Le 4 juin 2011, la Russie et la Communauté économique eurasiatique examineront le cas de la Biélorussie. La monnaie nationale plonge, les finances publiques sont exsangues et l'économie bureaucratique est bloquée. Bref, cet Etat post-soviétique est menacé d'effondrement et la tyrannie d'Alexandre Loukachenko vacille sur ses bases. Le proche avenir de la Biélorussie dépend des prêts
russes et il lui sera difficile de maintenir un semblant d'autonomie politique vis-à-vis de Moscou.
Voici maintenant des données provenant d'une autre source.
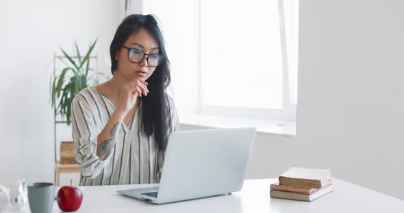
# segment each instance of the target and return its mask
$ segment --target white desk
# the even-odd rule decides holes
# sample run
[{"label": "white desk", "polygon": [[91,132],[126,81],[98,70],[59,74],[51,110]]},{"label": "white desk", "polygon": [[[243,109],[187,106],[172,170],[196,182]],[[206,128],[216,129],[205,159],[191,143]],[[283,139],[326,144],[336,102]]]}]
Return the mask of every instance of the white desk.
[{"label": "white desk", "polygon": [[[312,202],[270,198],[269,186],[276,179],[249,180],[240,192],[231,195],[177,202],[151,204],[118,195],[117,190],[144,185],[81,187],[83,203],[76,212],[404,212],[404,201],[348,182],[334,180],[334,191]],[[53,212],[60,212],[55,203]],[[28,204],[21,211],[29,212]]]}]

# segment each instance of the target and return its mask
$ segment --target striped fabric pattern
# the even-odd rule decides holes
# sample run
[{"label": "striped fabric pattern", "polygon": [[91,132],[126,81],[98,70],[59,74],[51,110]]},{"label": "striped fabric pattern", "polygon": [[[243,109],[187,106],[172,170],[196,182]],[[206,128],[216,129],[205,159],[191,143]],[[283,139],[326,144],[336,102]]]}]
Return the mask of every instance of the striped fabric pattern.
[{"label": "striped fabric pattern", "polygon": [[[167,132],[179,130],[177,111],[171,98],[171,121]],[[129,126],[122,124],[112,154],[104,160],[97,156],[98,134],[115,110],[112,102],[94,87],[81,91],[72,102],[72,135],[75,155],[80,165],[80,186],[158,183],[164,154],[158,152],[154,135],[139,131],[140,108]]]}]

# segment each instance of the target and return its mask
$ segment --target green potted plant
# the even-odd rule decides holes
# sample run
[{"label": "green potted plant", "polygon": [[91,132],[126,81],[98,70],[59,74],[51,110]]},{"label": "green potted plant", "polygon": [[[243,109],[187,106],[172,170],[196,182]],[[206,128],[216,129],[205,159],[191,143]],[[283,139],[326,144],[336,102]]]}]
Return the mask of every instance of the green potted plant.
[{"label": "green potted plant", "polygon": [[90,46],[86,55],[82,57],[79,51],[77,42],[75,42],[76,55],[69,55],[60,47],[64,57],[59,59],[66,65],[60,74],[53,76],[51,81],[51,97],[55,115],[60,115],[66,119],[70,125],[71,122],[71,102],[77,93],[88,85],[97,85],[97,76],[102,73],[90,67],[90,54],[97,40]]}]

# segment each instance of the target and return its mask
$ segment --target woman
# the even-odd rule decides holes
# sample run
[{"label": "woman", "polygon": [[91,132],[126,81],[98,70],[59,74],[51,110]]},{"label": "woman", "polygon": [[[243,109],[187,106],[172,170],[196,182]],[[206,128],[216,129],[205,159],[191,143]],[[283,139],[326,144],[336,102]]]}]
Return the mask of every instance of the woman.
[{"label": "woman", "polygon": [[152,15],[131,15],[110,46],[113,77],[72,102],[80,186],[160,182],[170,132],[178,119],[166,89],[170,67]]}]

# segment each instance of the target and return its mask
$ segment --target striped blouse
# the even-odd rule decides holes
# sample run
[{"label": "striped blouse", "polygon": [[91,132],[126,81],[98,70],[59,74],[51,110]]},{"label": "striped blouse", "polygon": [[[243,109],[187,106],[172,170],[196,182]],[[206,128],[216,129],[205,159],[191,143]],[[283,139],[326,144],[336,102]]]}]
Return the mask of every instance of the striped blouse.
[{"label": "striped blouse", "polygon": [[[179,129],[178,117],[171,98],[171,125],[167,132]],[[139,106],[140,106],[140,105]],[[123,122],[117,133],[113,154],[99,160],[97,156],[98,134],[109,121],[115,106],[94,87],[81,91],[72,101],[72,134],[74,152],[80,165],[80,186],[158,183],[164,154],[158,152],[154,134],[138,131],[139,107],[129,125]]]}]

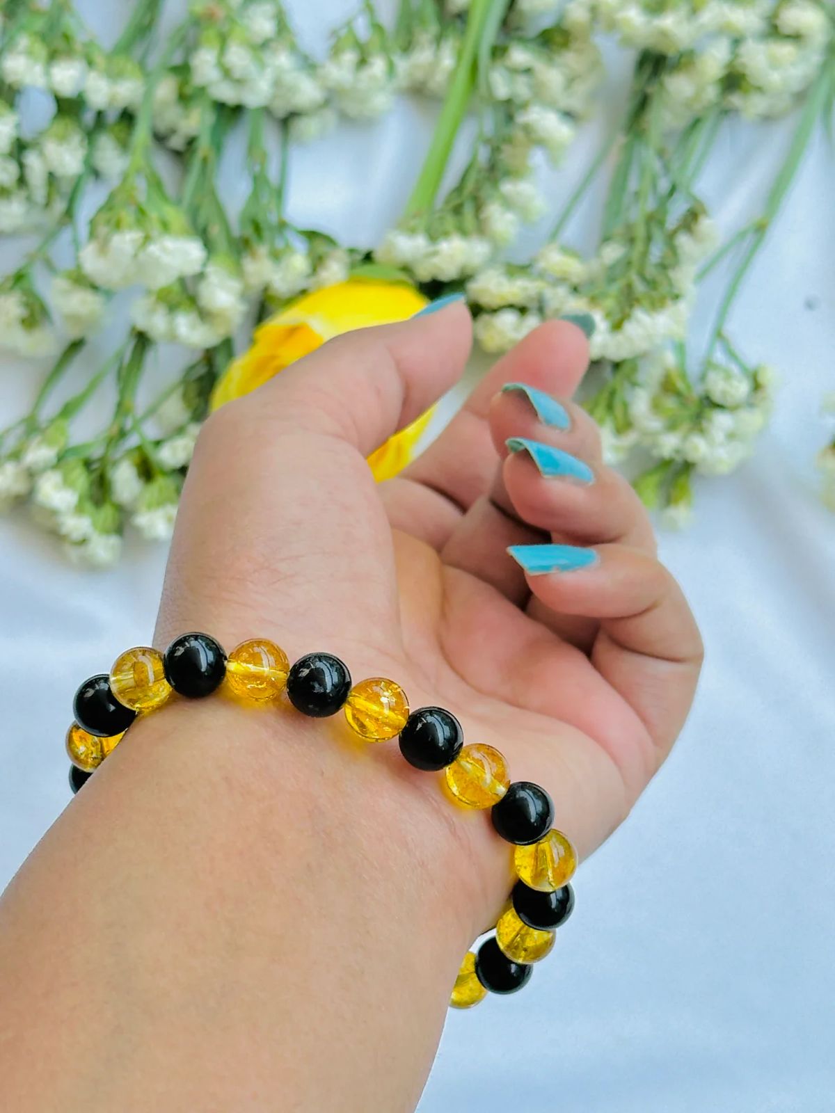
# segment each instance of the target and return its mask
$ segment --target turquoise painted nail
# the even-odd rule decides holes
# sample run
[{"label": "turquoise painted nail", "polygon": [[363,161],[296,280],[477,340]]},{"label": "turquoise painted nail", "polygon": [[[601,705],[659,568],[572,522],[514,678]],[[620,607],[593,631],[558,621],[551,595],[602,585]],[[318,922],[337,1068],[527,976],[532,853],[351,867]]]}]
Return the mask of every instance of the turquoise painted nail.
[{"label": "turquoise painted nail", "polygon": [[595,335],[595,329],[597,328],[595,318],[590,313],[566,313],[560,317],[560,321],[568,321],[570,324],[577,325],[578,328],[582,328],[589,339]]},{"label": "turquoise painted nail", "polygon": [[550,444],[529,441],[523,436],[511,436],[505,442],[511,452],[527,452],[539,467],[540,475],[549,479],[577,480],[579,483],[593,483],[595,473],[582,460],[562,452]]},{"label": "turquoise painted nail", "polygon": [[529,386],[527,383],[505,383],[502,386],[502,394],[508,394],[510,391],[520,391],[528,398],[543,425],[553,425],[554,429],[571,429],[568,411],[550,394],[538,391],[536,386]]},{"label": "turquoise painted nail", "polygon": [[548,572],[577,572],[597,563],[593,549],[577,545],[511,545],[508,552],[529,575]]},{"label": "turquoise painted nail", "polygon": [[465,294],[448,294],[445,297],[436,297],[434,302],[430,302],[429,305],[424,305],[420,312],[415,313],[415,317],[425,317],[429,313],[438,313],[439,309],[445,309],[448,305],[465,301]]}]

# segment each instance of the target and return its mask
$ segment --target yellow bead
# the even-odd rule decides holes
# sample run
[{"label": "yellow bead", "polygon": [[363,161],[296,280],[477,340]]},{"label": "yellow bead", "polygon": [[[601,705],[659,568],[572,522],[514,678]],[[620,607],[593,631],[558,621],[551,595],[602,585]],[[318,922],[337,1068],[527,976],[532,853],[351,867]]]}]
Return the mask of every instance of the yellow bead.
[{"label": "yellow bead", "polygon": [[345,718],[351,729],[367,742],[384,742],[399,735],[406,725],[406,693],[400,684],[382,677],[361,680],[348,692]]},{"label": "yellow bead", "polygon": [[495,925],[495,942],[500,951],[514,963],[538,963],[544,958],[557,938],[554,932],[542,932],[528,925],[509,908]]},{"label": "yellow bead", "polygon": [[84,769],[85,772],[92,772],[124,737],[114,735],[111,738],[98,738],[73,722],[67,731],[67,754],[72,765]]},{"label": "yellow bead", "polygon": [[289,659],[279,646],[253,638],[229,653],[226,683],[242,699],[266,703],[281,697],[288,672]]},{"label": "yellow bead", "polygon": [[468,951],[452,987],[450,1005],[453,1008],[472,1008],[484,997],[487,989],[475,976],[475,955],[472,951]]},{"label": "yellow bead", "polygon": [[452,765],[446,766],[446,787],[468,808],[491,808],[509,785],[504,758],[483,742],[465,746]]},{"label": "yellow bead", "polygon": [[540,893],[553,893],[570,881],[577,869],[577,850],[553,828],[531,846],[518,846],[513,865],[520,879]]},{"label": "yellow bead", "polygon": [[118,701],[134,711],[161,707],[171,695],[163,654],[146,646],[126,650],[110,670],[110,688]]}]

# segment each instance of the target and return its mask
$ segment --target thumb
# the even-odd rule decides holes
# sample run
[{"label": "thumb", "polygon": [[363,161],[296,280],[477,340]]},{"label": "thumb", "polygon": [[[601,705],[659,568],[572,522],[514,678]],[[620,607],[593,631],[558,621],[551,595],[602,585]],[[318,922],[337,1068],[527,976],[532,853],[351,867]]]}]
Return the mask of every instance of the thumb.
[{"label": "thumb", "polygon": [[377,638],[391,652],[391,529],[365,457],[455,382],[470,343],[463,303],[346,333],[213,414],[183,491],[158,643],[203,629],[227,648],[286,641],[291,657]]}]

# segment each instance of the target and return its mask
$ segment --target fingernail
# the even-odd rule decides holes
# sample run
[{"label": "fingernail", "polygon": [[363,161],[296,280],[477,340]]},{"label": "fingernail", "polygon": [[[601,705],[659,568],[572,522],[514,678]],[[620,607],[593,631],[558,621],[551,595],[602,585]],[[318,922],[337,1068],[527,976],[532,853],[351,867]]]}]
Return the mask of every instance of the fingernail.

Située entre la Russie et l'ensemble euro-atlantique, la Biélorussie (207 600 km² ; 9 500 000 hab.) est un Etat slave d'Europe orientale (1). Issu de la dislocation de l'URSS, cet Etat appartient à la CEI (Communauté des Etats Indépendants) dont il abrite le siège. Bien que le mouvement national indépendantiste y soit historiquement faible, la Biélorussie est l'une des trois républiques à l'origine de la CEI dont la création a précipité la fin de l'URSS. Depuis 1994, le président Alexandre Loukachenko se maintient au pouvoir par des méthodes autoritaires et la "dernière dictature d'Europe" est sous le coup de diverses sanctions mises en place par l'Union européenne (UE) et les Etats-Unis, sanctions renforcées suite à la manière dont s'est déroulée la dernière élection présidentielle (décembre 2010). Face à la crise dans laquelle la Biélorussie est plongée, les marges de manoeuvre sont limitées et le Kremlin devrait exploiter au mieux la situation.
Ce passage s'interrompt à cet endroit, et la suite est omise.